This book introduces you to the Big Data processing techniques addressing but not limited to various BI (business intelligence) requirements, such as reporting, batch analytics, online analytical processing (OLAP), data mining and Warehousing, and predictive analytics. The book has been written on IBMs Platform of Hadoop framework. IBM Infosphere BigInsight has the highest amount of tutorial matter available free of cost on Internet which makes it easy to acquire proficiency in this technique. This therefore becomes highly vunerable coaching materials in easy to learn steps. The book optimally provides the courseware as per MCA and M. Tech Level Syllabi of most of the Universities. All components of big Data Platform like Jaql, Hive Pig, Sqoop, Flume , Hadoop Streaming, Oozie: HBase, HDFS, FlumeNG, Whirr, Cloudera, Fuse , Zookeeper and Mahout: Machine learning for Hadoop has been discussed in sufficient Detail with hands on Exercises on each.
Posted in:

Big Data Analytics with Hadoop 3

Apache Hadoop is the most popular platform for big data processing to build powerful analytics solutions.

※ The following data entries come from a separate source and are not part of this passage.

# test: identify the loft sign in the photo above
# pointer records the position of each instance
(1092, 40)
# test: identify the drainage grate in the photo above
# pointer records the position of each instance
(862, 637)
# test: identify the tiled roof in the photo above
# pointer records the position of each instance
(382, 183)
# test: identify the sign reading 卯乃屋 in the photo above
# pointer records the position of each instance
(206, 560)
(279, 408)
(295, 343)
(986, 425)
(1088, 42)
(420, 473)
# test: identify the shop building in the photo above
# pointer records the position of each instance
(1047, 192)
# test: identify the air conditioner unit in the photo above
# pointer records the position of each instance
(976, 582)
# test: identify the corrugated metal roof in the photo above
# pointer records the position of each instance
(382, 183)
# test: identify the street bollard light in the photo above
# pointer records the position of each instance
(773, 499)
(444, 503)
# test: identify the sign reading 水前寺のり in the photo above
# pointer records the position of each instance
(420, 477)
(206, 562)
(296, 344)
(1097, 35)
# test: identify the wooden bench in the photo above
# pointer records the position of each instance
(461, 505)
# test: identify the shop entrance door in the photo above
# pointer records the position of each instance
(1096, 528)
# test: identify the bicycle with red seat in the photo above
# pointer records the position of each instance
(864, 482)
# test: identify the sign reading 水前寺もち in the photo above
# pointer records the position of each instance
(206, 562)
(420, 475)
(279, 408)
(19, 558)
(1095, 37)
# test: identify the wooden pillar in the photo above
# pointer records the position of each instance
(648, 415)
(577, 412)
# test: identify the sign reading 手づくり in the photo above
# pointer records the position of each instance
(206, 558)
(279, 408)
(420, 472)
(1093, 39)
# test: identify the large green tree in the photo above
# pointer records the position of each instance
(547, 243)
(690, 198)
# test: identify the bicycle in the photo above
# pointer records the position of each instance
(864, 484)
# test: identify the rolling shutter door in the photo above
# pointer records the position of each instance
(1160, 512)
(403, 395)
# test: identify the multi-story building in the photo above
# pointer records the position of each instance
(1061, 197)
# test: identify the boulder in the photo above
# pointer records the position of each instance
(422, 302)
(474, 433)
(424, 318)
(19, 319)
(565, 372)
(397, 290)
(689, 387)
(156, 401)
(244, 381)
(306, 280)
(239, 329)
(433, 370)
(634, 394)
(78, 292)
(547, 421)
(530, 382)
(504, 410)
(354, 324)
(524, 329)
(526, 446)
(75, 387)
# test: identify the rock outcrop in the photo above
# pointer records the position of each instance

This book shows you how to do just that, with the help of practical examples.

Author: Sridhar Alla

Publisher: Packt Publishing Ltd

ISBN: 9781788624954

Category: Computers

Page: 482

View: 376

Download →

Explore big data concepts, platforms, analytics, and their applications using the power of Hadoop 3 Key Features Learn Hadoop 3 to build effective big data analytics solutions on-premise and on cloud Integrate Hadoop with other big data tools such as R, Python, Apache Spark, and Apache Flink Exploit big data using Hadoop 3 with real-world examples Book Description Apache Hadoop is the most popular platform for big data processing, and can be combined with a host of other big data tools to build powerful analytics solutions. Big Data Analytics with Hadoop 3 shows you how to do just that, by providing insights into the software as well as its benefits with the help of practical examples. Once you have taken a tour of Hadoop 3’s latest features, you will get an overview of HDFS, MapReduce, and YARN, and how they enable faster, more efficient big data processing. You will then move on to learning how to integrate Hadoop with the open source tools, such as Python and R, to analyze and visualize data and perform statistical computing on big data. As you get acquainted with all this, you will explore how to use Hadoop 3 with Apache Spark and Apache Flink for real-time data analytics and stream processing. In addition to this, you will understand how to use Hadoop to build analytics solutions on the cloud and an end-to-end pipeline to perform big data analysis using practical use cases. By the end of this book, you will be well-versed with the analytical capabilities of the Hadoop ecosystem. You will be able to build powerful solutions to perform big data analytics and get insight effortlessly. What you will learn Explore the new features of Hadoop 3 along with HDFS, YARN, and MapReduce Get well-versed with the analytical capabilities of Hadoop ecosystem using practical examples Integrate Hadoop with R and Python for more efficient big data processing Learn to use Hadoop with Apache Spark and Apache Flink for real-time data analytics Set up a Hadoop cluster on AWS cloud Perform big data analytics on AWS using Elastic Map Reduce Who this book is for Big Data Analytics with Hadoop 3 is for you if you are looking to build high-performance analytics solutions for your enterprise or business using Hadoop 3’s powerful features, or you’re new to big data analytics. A basic understanding of the Java programming language is required.
Posted in:

Big Data with Hadoop MapReduce

This book covers almost all the necessary information on Hadoop MapReduce for most online certification exams. Upon completing this book, readers will find it easy to understand other big data processing tools such as Spark, Storm, etc.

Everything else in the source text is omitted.